While the total area of Afghan farmland used for cannabis cultivation fell by 17 percent in 2012, there was still an eight per cent rise in the overall production of cannabis compared to 2011, according to a report released today by the United Nations drug and crime agency and the country’s Ministry of Counter-Narcotics.
The report, Afghanistan: Survey of Commercial Cannabis Cultivation and Production 2012, released today in the Afghan capital, Kabul, noted that the main reason for the increase in production despite the decline in cultivation was better yields by the cannabis, locally known as ‘garda,’ compared to the previous year.
The survey, which covered 16 of Afghanistan’s 34 provinces where commercial cannabis cultivation had been observed or reported in past surveys, estimated that most of the cannabis cultivation concentrated in the southern provinces of Afghanistan, accounting for some 54 per cent, and, to a lesser extent, in the east and north of the country.
In 2012, the national average of garda yield was 136 kilograms per hectare, an increase of 21 per cent compared to 2011, which experienced a yield of 112 kilograms per hectare.
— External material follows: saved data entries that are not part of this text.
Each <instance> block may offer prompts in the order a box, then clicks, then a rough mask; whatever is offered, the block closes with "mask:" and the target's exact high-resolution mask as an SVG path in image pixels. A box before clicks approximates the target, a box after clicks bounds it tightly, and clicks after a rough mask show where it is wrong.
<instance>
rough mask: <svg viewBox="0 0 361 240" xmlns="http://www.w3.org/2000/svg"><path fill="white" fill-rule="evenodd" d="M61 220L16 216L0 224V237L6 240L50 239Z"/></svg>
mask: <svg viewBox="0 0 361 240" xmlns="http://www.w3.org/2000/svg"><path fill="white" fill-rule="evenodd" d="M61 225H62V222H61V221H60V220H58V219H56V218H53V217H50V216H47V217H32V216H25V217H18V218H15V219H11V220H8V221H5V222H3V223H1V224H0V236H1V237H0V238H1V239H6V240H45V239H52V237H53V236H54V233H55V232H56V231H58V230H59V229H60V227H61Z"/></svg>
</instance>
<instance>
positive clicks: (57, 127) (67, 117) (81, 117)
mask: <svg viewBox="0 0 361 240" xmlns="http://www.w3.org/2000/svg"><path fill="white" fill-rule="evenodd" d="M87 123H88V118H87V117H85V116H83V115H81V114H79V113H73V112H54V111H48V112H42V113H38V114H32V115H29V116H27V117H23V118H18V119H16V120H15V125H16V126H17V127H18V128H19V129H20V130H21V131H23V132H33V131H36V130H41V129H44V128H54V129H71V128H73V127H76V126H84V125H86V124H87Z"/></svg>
The 2012 yield levels came close to the high experienced in 2009 of 145 kilograms per hectare.
The joint report – prepared by the UN Office on Drugs and Crime (UNODC) and the Ministry and the fourth since 2009 – stated that another reason for the reduction in cultivation was “a strictly enforced ban by provincial authorities,” which was imposed because “cannabis fields seemed to have been used by insurgent groups as hiding places.”
The report also said the reduction in overall cultivation was partly because of a “dramatic decline” in the southern province of Uruzgan which had only about 100 hectares of land under cannabis cultivation in 2012, down from about 1,000 hectares in 2011.
Growing the illicit crop remains lucrative despite a downward correction in prices observed since the peak in 2011. UNODC noted that in 2012, farmers could achieve a gross income of $6,400 per hectare from cannabis resin, exceeding the gross income from opium of $4,600 per hectare.
“This again indicates that a farmer decides on planting licit or illicit crops in a holistic way including as much family needs, food security, access to markets, access to non-farm income, as there is risk. Only an ‘opium farmer’, or a ‘cannabis farmer’ or even a ‘wheat farmer’ simply does not exist,” said UNODC’s Regional Representative, Jean-Luc Lemahieu.
He added that agriculture should be seen as one and measures against illicit crops should be integrated into agricultural policy.